Worst of all, this is a vision that says even though America can't afford to invest in education or clean energy; even though we can't afford to care for seniors and poor children, we can somehow afford more than $1 trillion in new tax breaks for the wealthy. Think about it. In the last decade, the average income of the bottom 90% of all working Americans actually declined. The top 1% saw their income rise by an average of more than a quarter of a million dollars each. And that's who needs to pay less taxes? They want to give people like me a two hundred thousand dollar tax cut that's paid for by asking thirty three seniors to each pay six thousand dollars more in health costs? That's not right, and it's not going to happen as long as I'm President.
The fact is, their vision is less about reducing the deficit than it is about changing the basic social compact in America.

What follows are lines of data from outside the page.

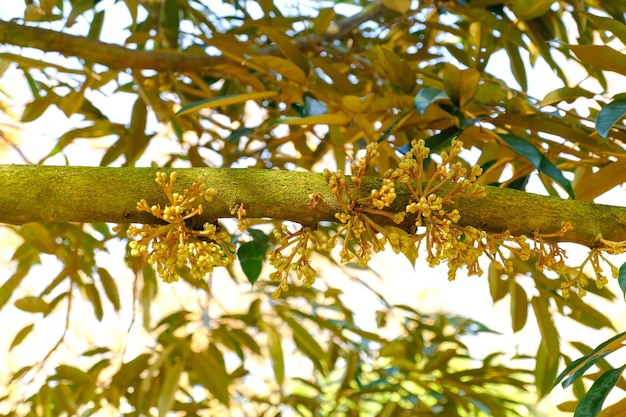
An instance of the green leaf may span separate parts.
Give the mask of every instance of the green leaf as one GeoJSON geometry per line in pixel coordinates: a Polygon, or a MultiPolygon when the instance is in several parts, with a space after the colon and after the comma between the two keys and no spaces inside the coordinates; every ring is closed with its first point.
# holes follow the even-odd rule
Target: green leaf
{"type": "Polygon", "coordinates": [[[285,358],[283,354],[282,338],[276,328],[268,323],[262,323],[262,329],[267,333],[267,347],[272,359],[272,367],[278,385],[282,385],[285,379],[285,358]]]}
{"type": "Polygon", "coordinates": [[[104,23],[104,10],[94,13],[93,19],[91,20],[91,25],[89,25],[89,34],[88,38],[91,39],[100,39],[100,34],[102,33],[102,24],[104,23]]]}
{"type": "Polygon", "coordinates": [[[15,307],[29,313],[45,313],[50,310],[50,305],[41,297],[26,296],[15,300],[15,307]]]}
{"type": "Polygon", "coordinates": [[[302,351],[313,362],[313,366],[321,373],[326,373],[326,354],[319,343],[311,336],[311,332],[306,330],[293,317],[283,315],[283,320],[291,328],[293,340],[302,351]]]}
{"type": "Polygon", "coordinates": [[[600,359],[603,359],[607,354],[622,348],[624,346],[622,344],[624,340],[626,340],[626,332],[620,333],[616,336],[613,336],[609,340],[602,342],[593,351],[570,363],[563,370],[563,372],[561,372],[559,376],[556,377],[554,385],[556,386],[559,382],[563,381],[567,375],[571,373],[572,375],[570,375],[569,378],[565,379],[562,384],[563,388],[567,388],[572,384],[572,382],[574,382],[581,375],[583,375],[587,369],[592,367],[600,359]]]}
{"type": "Polygon", "coordinates": [[[596,131],[604,140],[607,140],[607,136],[611,127],[617,123],[626,114],[626,99],[622,98],[615,100],[602,107],[598,117],[596,118],[596,131]]]}
{"type": "Polygon", "coordinates": [[[475,69],[459,70],[452,64],[443,69],[443,85],[450,100],[459,108],[469,104],[478,91],[480,72],[475,69]]]}
{"type": "Polygon", "coordinates": [[[541,107],[549,106],[551,104],[557,104],[561,101],[565,101],[566,103],[572,103],[579,98],[592,98],[595,96],[595,93],[585,90],[582,87],[562,87],[557,88],[554,91],[550,91],[546,96],[541,100],[539,105],[541,107]]]}
{"type": "Polygon", "coordinates": [[[522,60],[522,56],[519,53],[519,46],[514,42],[506,42],[505,49],[509,55],[509,60],[511,61],[511,72],[515,77],[515,80],[519,83],[520,87],[522,87],[522,91],[528,91],[526,66],[524,65],[524,60],[522,60]]]}
{"type": "Polygon", "coordinates": [[[277,56],[255,56],[250,59],[250,62],[257,64],[261,68],[272,70],[299,86],[304,87],[309,83],[306,73],[298,65],[284,58],[277,56]]]}
{"type": "Polygon", "coordinates": [[[595,417],[602,410],[602,404],[609,392],[619,380],[626,365],[606,371],[596,382],[593,383],[589,391],[580,399],[578,407],[574,412],[574,417],[595,417]]]}
{"type": "Polygon", "coordinates": [[[172,49],[178,47],[180,30],[180,7],[178,3],[178,0],[164,0],[161,3],[160,30],[169,43],[168,47],[172,49]]]}
{"type": "Polygon", "coordinates": [[[542,16],[550,10],[554,0],[515,0],[513,13],[520,20],[531,20],[542,16]]]}
{"type": "Polygon", "coordinates": [[[585,15],[585,17],[589,19],[598,29],[611,32],[613,35],[617,36],[623,44],[626,44],[626,25],[619,20],[612,17],[597,16],[595,14],[582,11],[579,11],[578,13],[585,15]]]}
{"type": "Polygon", "coordinates": [[[626,300],[626,262],[619,267],[619,278],[617,278],[617,282],[619,283],[619,287],[622,289],[624,299],[626,300]]]}
{"type": "Polygon", "coordinates": [[[98,321],[102,321],[104,310],[102,309],[102,300],[100,299],[100,293],[98,293],[96,286],[93,283],[85,284],[85,293],[93,306],[93,312],[96,318],[98,321]]]}
{"type": "Polygon", "coordinates": [[[237,257],[239,258],[243,273],[246,274],[246,278],[248,278],[248,282],[254,285],[259,279],[259,275],[261,275],[265,253],[259,250],[255,242],[245,242],[239,246],[237,257]]]}
{"type": "Polygon", "coordinates": [[[509,281],[511,294],[511,325],[513,332],[518,332],[526,325],[528,318],[528,298],[526,291],[514,279],[509,281]]]}
{"type": "MultiPolygon", "coordinates": [[[[304,75],[305,78],[305,82],[303,83],[303,85],[306,84],[306,75],[310,70],[307,57],[300,51],[300,49],[296,45],[291,42],[291,38],[289,36],[269,27],[263,27],[262,30],[272,40],[272,42],[274,42],[276,47],[280,49],[280,52],[282,52],[282,54],[287,57],[289,61],[293,62],[300,68],[301,73],[304,75]]],[[[255,57],[255,59],[257,59],[257,57],[255,57]]]]}
{"type": "Polygon", "coordinates": [[[383,0],[383,5],[398,13],[406,13],[411,8],[411,0],[383,0]]]}
{"type": "Polygon", "coordinates": [[[182,116],[202,109],[212,109],[215,107],[229,106],[231,104],[245,103],[248,100],[263,100],[277,95],[278,93],[276,91],[260,91],[257,93],[233,94],[208,98],[206,100],[194,101],[193,103],[181,107],[181,109],[176,112],[176,116],[182,116]]]}
{"type": "Polygon", "coordinates": [[[222,404],[228,405],[230,401],[228,392],[230,379],[218,358],[211,355],[207,350],[200,353],[190,352],[187,366],[188,369],[193,369],[200,382],[215,398],[222,404]]]}
{"type": "Polygon", "coordinates": [[[174,364],[166,363],[159,372],[164,374],[163,381],[159,389],[157,407],[159,416],[167,415],[174,404],[174,396],[178,391],[178,382],[185,368],[185,362],[179,360],[174,364]]]}
{"type": "Polygon", "coordinates": [[[447,98],[448,95],[443,90],[433,87],[424,87],[415,96],[415,99],[413,100],[413,107],[423,116],[428,106],[437,100],[447,98]]]}
{"type": "Polygon", "coordinates": [[[252,285],[259,279],[265,254],[269,249],[269,239],[261,230],[248,229],[248,234],[252,237],[250,242],[246,242],[239,246],[237,257],[241,264],[241,269],[248,282],[252,285]]]}
{"type": "Polygon", "coordinates": [[[535,384],[539,396],[544,397],[552,389],[552,381],[558,372],[561,356],[559,332],[554,326],[547,299],[533,297],[531,305],[541,333],[541,343],[537,350],[537,363],[535,365],[535,384]]]}
{"type": "Polygon", "coordinates": [[[572,199],[574,198],[574,190],[569,180],[565,178],[561,170],[550,162],[533,144],[514,135],[500,134],[500,137],[511,149],[526,158],[537,171],[552,178],[567,191],[567,194],[569,194],[572,199]]]}
{"type": "Polygon", "coordinates": [[[606,45],[567,45],[586,65],[626,75],[626,55],[606,45]]]}
{"type": "Polygon", "coordinates": [[[100,276],[100,282],[102,283],[102,287],[104,287],[104,293],[107,295],[107,298],[113,304],[113,308],[115,311],[120,311],[122,305],[120,303],[120,294],[117,291],[117,284],[115,280],[104,268],[98,268],[98,275],[100,276]]]}
{"type": "Polygon", "coordinates": [[[280,119],[270,120],[268,127],[278,124],[284,125],[328,125],[328,126],[346,126],[352,119],[344,113],[318,114],[308,117],[282,117],[280,119]]]}
{"type": "Polygon", "coordinates": [[[372,65],[383,73],[392,83],[405,92],[411,92],[416,86],[415,71],[392,49],[375,45],[372,47],[372,65]]]}
{"type": "Polygon", "coordinates": [[[29,324],[28,326],[24,327],[19,332],[17,332],[17,334],[13,338],[13,341],[11,342],[11,346],[9,346],[9,351],[12,350],[15,346],[22,343],[24,339],[26,338],[26,336],[30,334],[30,332],[33,330],[34,327],[35,327],[34,323],[29,324]]]}
{"type": "Polygon", "coordinates": [[[69,365],[59,365],[56,368],[57,375],[61,378],[74,381],[79,384],[89,384],[93,378],[87,372],[69,365]]]}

As Ronald Reagan's own budget director said, there's nothing "serious" or "courageous" about this plan. There's nothing serious about a plan that claims to reduce the deficit by spending a trillion dollars on tax cuts for millionaires and billionaires. There's nothing courageous about asking for sacrifice from those who can least afford it and don't have any clout on Capitol Hill. And this is not a vision of the America I know.
Finally, he issued a firm no to Paul Ryan's proposed changes to the entitlement programs:
let me be absolutely clear: I will preserve these health care programs as a promise we make to each other in this society. I will not allow Medicare to become a voucher program that leaves seniors at the mercy of the insurance industry, with a shrinking benefit to pay for rising costs. I will not tell families with children who have disabilities that they have to fend for themselves. We will reform these programs, but we will not abandon the fundamental commitment this country has kept for generations.

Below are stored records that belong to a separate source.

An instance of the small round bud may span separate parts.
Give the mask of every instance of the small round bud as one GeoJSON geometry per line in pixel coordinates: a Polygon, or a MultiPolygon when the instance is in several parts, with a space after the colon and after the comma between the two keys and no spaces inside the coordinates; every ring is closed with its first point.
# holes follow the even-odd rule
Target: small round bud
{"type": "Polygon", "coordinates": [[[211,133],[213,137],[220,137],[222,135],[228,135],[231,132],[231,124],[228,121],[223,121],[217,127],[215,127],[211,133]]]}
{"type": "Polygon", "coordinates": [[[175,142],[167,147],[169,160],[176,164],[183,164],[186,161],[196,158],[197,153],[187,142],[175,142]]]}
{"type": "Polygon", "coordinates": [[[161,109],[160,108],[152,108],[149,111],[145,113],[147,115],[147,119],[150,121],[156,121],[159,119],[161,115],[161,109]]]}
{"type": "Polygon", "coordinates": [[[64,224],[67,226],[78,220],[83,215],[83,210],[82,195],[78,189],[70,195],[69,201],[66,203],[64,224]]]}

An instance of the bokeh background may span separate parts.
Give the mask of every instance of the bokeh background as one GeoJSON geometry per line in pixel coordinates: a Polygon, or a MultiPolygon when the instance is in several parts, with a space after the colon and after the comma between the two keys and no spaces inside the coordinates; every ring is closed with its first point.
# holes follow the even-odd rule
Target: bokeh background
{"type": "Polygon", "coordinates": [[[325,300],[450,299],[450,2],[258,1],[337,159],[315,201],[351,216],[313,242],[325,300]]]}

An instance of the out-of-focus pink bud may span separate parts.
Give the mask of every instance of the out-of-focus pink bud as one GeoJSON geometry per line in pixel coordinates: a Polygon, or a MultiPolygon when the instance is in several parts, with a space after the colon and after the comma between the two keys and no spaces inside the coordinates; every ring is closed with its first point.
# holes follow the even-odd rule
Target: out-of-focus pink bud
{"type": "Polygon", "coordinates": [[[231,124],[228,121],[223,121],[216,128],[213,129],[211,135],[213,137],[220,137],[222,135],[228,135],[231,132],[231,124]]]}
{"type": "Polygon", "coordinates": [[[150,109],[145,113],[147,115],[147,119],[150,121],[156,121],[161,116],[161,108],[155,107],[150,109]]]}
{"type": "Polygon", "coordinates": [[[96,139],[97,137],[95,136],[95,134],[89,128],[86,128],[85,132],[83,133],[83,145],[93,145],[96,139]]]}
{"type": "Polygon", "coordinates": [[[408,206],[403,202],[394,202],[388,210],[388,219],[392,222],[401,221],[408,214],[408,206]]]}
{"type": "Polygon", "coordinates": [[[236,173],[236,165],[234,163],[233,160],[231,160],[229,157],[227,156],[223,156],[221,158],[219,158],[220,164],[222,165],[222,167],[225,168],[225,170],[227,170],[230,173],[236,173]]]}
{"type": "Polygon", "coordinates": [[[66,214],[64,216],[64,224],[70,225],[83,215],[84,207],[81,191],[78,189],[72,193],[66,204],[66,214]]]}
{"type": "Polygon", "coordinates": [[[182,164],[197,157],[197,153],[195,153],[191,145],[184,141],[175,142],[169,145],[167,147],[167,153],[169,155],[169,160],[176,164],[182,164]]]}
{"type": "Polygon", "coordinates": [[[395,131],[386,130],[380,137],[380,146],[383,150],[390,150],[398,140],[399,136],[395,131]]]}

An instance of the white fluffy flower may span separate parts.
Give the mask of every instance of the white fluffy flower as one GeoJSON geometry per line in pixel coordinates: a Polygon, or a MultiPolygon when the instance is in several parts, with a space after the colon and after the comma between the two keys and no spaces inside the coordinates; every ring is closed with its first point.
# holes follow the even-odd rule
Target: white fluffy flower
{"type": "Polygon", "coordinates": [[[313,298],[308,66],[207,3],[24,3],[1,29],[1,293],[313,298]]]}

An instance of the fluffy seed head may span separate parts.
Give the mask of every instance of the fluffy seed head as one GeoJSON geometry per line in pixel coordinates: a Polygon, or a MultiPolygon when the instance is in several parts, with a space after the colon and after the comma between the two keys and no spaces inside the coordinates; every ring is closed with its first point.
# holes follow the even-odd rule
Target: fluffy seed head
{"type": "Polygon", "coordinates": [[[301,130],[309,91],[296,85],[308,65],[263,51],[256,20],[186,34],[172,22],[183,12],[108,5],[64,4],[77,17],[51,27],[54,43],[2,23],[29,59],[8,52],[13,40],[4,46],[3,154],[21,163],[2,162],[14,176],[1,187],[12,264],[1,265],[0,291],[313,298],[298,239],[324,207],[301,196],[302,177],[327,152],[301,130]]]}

All of this just serves as a reminder that Obama is a better orator in moments of crisis and when campaigning than during the hum-drum back-and-forth of the day to day. Clive Crook called the speech a waste of time and objects that:
There was no sign of anything worth calling a plan to curb borrowing faster than in the budget. He offered no more than a list of headings under which $4 trillion of deficit reduction (including the $2 trillion already in his budget) might be found--domestic non-security spending, defense, health costs, and tax reform. Fine, sure. But what he said was devoid of detail. He spent more of his time stressing what he would not agree to than describing clear proposals of his own.
But I think the vagueness is kind of the point. The speech allowed Obama to make the case that the alternative the GOP is presenting is unpalatable. If that's the main take home for listeners, he will have won.